Lacanienne hétérodoxe, C. Millot construit trois portraits,
trois « vies » orientées par cette jouissance
« supplémentaire » : Madame Guyon au XVIIe siècle,
la philosophe Simone Weil et Hetty Hillesum au XXe, trois destins présentés
dans leur affrontement à la question de la jouissance infinie, excédentaire,
ce qui ne signifie pas hédoniste ou débridée. Loin
de la (fausse) dichotomie universitaire entre « l’homme et l’œuvre
», elle montre que la femme, c’est l’œuvre, les textes
et les actes compris dans leur aspect signifiant. Elle est, selon ses mots,
« embarquée avec chacune comme pour une traversée »,
inconditionnelle de Guyon qui a voulu inventer « une autre possibilité
de vie », réservée sur l’expérience de
S. Weil et admirative de la « courbe parfaite » de l’existence
d’Hetty Hillesum (251).
C’est d’abord Madame Guyon qui
« prend le large » où advient la vastitude à travers
un mouvement nécessairement sans fin. Car la mystique est affaire
d’espace où le sujet prend le chemin de l’intérieur
pour trouver une sortie vers un extérieur qui ne renvoie plus vers
une quelconque intériorité. À la différence
de l’extase qui est une sortie provisoire, la sortie est ici «
continuelle » (14). Les mystiques trouvent la solution miracle au
problème du rapport exclusif et permanent à Dieu et de l’existence
mondaine en dépassant l’alternance entre contemplation et action
par une transformation de la personnalité.
Guyon est le produit de siècles
de culture spirituelle, d’ascèse, qu’elle porte à
un grand degré d’accomplissement à travers le récit
de sa vie. Cet accomplissement se fera par l’intermédiaire
de paroles masculines (Guyon « fut une dirigée soumise et reconnaissante
» écrit Millot) qui scandent son accès progressif à
un mysticisme dont la logique est progressivement dépliée.

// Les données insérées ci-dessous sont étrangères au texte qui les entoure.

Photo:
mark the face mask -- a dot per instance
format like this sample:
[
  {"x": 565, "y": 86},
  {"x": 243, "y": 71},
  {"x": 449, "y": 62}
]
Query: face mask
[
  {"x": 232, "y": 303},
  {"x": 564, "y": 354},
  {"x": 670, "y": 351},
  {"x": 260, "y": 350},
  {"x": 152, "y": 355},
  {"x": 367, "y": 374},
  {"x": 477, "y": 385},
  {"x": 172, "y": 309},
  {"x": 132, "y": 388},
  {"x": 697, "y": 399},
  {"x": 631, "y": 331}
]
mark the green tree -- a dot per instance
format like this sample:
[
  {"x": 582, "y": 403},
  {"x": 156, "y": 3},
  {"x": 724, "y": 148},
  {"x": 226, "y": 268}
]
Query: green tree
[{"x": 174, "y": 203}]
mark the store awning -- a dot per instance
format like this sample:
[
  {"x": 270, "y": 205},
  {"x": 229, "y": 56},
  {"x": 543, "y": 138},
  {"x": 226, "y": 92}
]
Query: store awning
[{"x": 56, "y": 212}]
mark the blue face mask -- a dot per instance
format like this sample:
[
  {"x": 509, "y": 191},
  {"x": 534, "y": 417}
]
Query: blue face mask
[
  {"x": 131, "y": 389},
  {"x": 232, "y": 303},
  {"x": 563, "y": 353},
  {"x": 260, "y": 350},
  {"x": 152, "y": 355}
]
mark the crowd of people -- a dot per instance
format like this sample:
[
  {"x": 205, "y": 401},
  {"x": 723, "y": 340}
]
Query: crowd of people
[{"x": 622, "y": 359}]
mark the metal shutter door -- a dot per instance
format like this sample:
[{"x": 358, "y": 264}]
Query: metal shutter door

La mystique est une opération de reconstruction subjective où
l’opposition intérieur/extérieur a disparu, où
le sans-fond est celui de la divinité : « La transformation
opérée par la voie mystique s’apparente à un
changement de surface topologique » (31).
Guyon commence par adopter l’oraison
qui va l’amener à un désintéressement total ou
pur amour. S’il existe divers degrés de la prière, l’oraison
« de simplicité » consiste à suspendre les prières
vocales pour se tenir en silence devant Dieu et se pénétrer
de sa présence. C’est ainsi qu’elle va connaître
une première conversion via la parole d’un franciscain, qui
lui signifie qu’elle possède l’objet de son manque et
qui lui enjoint de se tourner vers l’intérieur plutôt
que vers l’extérieur. Le ravissement auquel il l’invite
implicitement est « sortie de soi où l’âme ‘perdant
toute propriété passe en Dieu sans effort ni violence, comme
dans le lieu qui lui est propre et naturel’ » (30) et c’est
plus tard qu’elle trouvera ce lieu de la vie parfaite où l’âme
réintègre son être originel et l’infini. Sa transformation
procède par étapes : c’est d’abord le corps dont
il faut abolir les plaisirs et les dégoûts. L’ascèse
consiste à mettre le principe de plaisir hors jeu, à travers
le forçage de la douleur. Ce forçage, qui se retrouvera chez
Weil et Hillesum, transgresse la limitation. Il ne ressortit pas
au masochisme mais à une volonté d’indifférence
et d’abolition de la distinction originaire entre bon et mauvais mise
en place par le jugement d’attribution.
Après la mortification physique,
advient la mortification de la volonté et de l’esprit grâce
à l’amour de Dieu qui anéantit le moi comme siège
de la réflexivité. Cet abêtissement consenti possède
une valeur centrale dans l’expérience mystique. Il faut consentir
à sa perte, au délaissement de soi, au désistement,
à la passivité pour accéder à l’au-delà
du plaisir et du déplaisir, du bien et du mal. Pour Guyon, la volonté
de Dieu définit cet espace, la douleur en marque le seuil. Ce temps
de la mort spirituelle est constitué de pertes successives qui culminent
dans la perte du plus précieux : « l’assurance d’être
‘enfant de dieu’ » (52), c’est-à-dire la
désubjectivation symbolique. Enfin, il faut faire horreur à
Dieu lui-même, éprouver le temps où l’on ne sent
plus rien et où commence l’anéantissement.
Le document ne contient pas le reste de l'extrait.